Setelah Allah menciptakan manusia, Dia mengadakan suatu hubungan dengan manusia yang dapat disebut ”perjanjian”. Kata itu tidak terdapat dalam Kejadian 1–3 , tetapi baru ditemukan dalam Kejadian 6:18, namun dapat dibuktikan bahwa hubungan Allah dengan manusia pada waktu itu tidak lain dari perjanjian.
Kejadian 6:18 membicarakan perjanjian dalam perkataan Allah kepada Nuh sebelum air bah: ”Tetapi dengan engkau Aku akan mengadakan perjanjian-Ku, dan engkau akan masuk ke dalam bahtera itu...”. dan Kejadian 9:9-10 sesudah air bah itu: ”Sesungguhnya Aku akan mengadakan perjanjian
Ku dengan kamu dan dengan keturunanmu, dan dengan segala makhluk hidup yang bersama-sama dengan kamu: burung-burung, ternak dan binatangbinatang liar di bumi yang bersama-sama dengan kamu, segala yang keluar dari bahtera itu, segala binatang di bumi.”
Lebih tampak lagi ungkapan ”perjanjian” dalam sejarah Abraham (Kej. 15 dan 17).
Dogmatik Reformasi melihat bahwa cara pergaulan sebagaimana yang dilakukan antara Allah dan Abraham, juga telah dibentuk Allah dengan manusia pertama, Adam.
Dalam butir-butir berikut akan ditunjukkan bahwa sejarah perjanjian dapat dibagi. Terdapat perjanjian sebelum manusia jatuh ke dalam dosa. Perjanjian itu sering disebut ’perjanjian kerja’, dan juga ’perjanjian penciptaan’ atau ’perjanjian kebaikan Allah’.
Sesudah manusia jatuh, mulai masa ’perjanjian anugerah’, yang dapat dibagi dua yaitu Perjanjian Lama (masa sebelum Kristus) dan Perjanjian Baru (masa sesudah Kristus, sampai kedatangan-Nya untuk kali yang kedua). ’Perjanjian anugerah’ kadang-kadang disebut juga ’perjanjian penciptaan kembali’.
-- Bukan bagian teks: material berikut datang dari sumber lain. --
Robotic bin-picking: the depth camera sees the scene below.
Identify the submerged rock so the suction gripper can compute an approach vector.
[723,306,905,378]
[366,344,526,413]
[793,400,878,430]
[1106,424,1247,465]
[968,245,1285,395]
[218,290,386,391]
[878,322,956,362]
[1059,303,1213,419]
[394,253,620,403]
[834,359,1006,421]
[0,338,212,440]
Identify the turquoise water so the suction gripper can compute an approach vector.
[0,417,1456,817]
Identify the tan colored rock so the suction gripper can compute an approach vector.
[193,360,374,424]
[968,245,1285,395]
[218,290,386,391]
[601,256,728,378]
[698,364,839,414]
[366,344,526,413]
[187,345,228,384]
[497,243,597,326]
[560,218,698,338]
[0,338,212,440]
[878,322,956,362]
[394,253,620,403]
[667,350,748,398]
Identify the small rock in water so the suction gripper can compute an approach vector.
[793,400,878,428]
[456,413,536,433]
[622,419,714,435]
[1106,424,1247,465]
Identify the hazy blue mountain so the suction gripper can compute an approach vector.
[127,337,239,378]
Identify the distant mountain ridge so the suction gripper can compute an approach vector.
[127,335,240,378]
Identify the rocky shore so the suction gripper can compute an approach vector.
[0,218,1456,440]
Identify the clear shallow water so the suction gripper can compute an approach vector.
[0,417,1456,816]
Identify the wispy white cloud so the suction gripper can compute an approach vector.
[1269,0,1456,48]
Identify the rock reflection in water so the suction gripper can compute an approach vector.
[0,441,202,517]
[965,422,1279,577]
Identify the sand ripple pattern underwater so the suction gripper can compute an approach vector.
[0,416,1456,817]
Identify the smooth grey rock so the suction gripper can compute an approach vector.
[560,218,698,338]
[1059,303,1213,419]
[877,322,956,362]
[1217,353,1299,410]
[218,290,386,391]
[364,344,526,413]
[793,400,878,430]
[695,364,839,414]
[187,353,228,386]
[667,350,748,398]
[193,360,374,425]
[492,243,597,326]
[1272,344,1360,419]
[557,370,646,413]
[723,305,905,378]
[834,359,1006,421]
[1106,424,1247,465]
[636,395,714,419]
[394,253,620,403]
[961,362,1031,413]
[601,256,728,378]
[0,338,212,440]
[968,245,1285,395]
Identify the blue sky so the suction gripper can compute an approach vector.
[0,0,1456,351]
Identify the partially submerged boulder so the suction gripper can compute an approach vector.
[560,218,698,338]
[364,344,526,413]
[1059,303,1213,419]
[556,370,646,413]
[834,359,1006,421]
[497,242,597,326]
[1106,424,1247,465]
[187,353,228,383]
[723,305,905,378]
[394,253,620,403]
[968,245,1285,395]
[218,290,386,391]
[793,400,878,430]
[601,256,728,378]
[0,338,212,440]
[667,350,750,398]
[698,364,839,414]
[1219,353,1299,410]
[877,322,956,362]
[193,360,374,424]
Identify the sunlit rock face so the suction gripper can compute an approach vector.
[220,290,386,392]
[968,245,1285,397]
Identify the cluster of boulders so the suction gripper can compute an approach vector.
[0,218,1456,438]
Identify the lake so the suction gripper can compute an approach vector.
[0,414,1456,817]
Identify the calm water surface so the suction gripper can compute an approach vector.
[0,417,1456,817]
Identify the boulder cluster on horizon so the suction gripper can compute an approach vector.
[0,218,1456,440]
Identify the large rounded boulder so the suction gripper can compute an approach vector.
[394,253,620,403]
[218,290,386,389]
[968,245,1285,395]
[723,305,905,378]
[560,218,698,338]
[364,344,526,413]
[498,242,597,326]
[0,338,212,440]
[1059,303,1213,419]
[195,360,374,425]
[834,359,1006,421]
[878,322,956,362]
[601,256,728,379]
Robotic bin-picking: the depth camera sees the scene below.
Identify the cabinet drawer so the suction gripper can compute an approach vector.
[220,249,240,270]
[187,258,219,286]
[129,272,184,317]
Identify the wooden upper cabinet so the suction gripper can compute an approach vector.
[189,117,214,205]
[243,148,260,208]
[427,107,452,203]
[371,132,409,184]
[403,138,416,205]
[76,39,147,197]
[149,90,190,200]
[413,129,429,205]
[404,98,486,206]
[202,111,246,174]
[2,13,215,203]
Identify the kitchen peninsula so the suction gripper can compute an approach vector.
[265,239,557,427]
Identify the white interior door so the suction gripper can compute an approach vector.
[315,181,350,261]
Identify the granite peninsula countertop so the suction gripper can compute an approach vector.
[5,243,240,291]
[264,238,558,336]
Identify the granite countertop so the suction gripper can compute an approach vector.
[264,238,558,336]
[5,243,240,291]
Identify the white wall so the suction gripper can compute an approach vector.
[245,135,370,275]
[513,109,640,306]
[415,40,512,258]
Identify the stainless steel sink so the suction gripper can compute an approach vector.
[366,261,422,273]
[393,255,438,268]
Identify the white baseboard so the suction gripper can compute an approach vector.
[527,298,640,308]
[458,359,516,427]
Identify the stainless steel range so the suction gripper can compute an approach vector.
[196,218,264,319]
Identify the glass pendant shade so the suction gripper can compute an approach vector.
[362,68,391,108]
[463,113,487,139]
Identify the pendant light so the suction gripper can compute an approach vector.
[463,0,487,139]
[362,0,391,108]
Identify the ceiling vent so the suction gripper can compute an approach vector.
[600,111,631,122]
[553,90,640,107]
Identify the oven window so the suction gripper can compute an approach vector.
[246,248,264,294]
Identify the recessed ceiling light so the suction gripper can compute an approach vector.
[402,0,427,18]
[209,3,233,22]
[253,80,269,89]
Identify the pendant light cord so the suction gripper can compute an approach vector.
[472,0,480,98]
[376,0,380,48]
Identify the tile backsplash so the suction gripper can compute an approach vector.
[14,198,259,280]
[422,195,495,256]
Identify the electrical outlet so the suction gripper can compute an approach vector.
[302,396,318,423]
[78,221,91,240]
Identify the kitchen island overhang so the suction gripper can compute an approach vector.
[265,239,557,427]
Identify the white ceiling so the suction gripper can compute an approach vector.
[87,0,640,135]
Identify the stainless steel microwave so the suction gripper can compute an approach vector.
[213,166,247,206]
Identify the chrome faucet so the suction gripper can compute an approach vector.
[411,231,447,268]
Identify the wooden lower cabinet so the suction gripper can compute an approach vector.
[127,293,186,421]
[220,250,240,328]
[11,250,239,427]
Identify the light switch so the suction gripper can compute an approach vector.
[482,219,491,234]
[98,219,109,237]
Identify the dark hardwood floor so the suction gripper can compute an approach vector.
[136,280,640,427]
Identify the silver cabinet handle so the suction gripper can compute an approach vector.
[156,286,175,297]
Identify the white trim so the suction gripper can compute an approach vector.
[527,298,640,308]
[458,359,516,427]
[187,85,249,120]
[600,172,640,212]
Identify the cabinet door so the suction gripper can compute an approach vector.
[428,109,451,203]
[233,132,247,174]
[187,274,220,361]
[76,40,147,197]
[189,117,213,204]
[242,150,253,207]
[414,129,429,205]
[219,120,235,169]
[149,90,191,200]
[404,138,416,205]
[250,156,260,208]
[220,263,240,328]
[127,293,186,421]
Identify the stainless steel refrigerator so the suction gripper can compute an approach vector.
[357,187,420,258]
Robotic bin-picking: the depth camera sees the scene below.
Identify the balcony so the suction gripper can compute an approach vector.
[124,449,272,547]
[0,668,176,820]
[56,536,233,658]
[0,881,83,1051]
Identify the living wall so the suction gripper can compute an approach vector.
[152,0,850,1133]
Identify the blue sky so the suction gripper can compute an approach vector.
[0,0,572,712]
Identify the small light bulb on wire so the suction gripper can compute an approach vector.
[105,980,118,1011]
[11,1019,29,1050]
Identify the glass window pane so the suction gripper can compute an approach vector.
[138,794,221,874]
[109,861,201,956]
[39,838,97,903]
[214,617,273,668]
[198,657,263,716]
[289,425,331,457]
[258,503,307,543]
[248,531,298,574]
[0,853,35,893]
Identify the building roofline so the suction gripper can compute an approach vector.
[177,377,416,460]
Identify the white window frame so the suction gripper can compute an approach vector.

Tetapi, sebelum pembagian itu diuraikan, perlu ditekankan bahwa perjanjian Allah dengan kita sebenarnya hanya satu adanya, sekalipun terbagi masanya. Ciri-ciri perjanjian yang tampak dalam Taman Eden, terlihat juga di bumi baru: sungai, air kehidupan, dan pepohonan kehidupan (bnd.. Kej. 2 dengan Why. 22).
Penciptaan dan perjanjian
Perjanjian harus dibedakan dengan penciptaan. Karena penciptaan itu mendahului terbentuknya perjanjian. Manusia yang diciptakan menurut gambar dan rupa Allah, akan menggambarkan Allah dalam perbuatannya dan dapat mewakili Allah. Manusia diciptakan dengan karunia yang sedemikian rupa sehingga ia akan menjadi bendahara dan wakil Allah yang baik (bnd. Bab 4). Allah telah membuat taman di Eden dan menumbuhkan pohon kehidupan di tengah-tengah taman itu, dan juga pohon pengetahuan tentang yang baik dan yang jahat. Ketika manusia berdiri di dekat pohon itu, Allah berbicara kepadanya sambil menunjukkan kedua pohon itu, dan perkataan Allah dapat dinilai sebagai janji dan tuntutan. Kedua ketetapan itu, janji dan tuntutan, merupakan dasar dari suatu hubungan yang disebut ”perjanjian”.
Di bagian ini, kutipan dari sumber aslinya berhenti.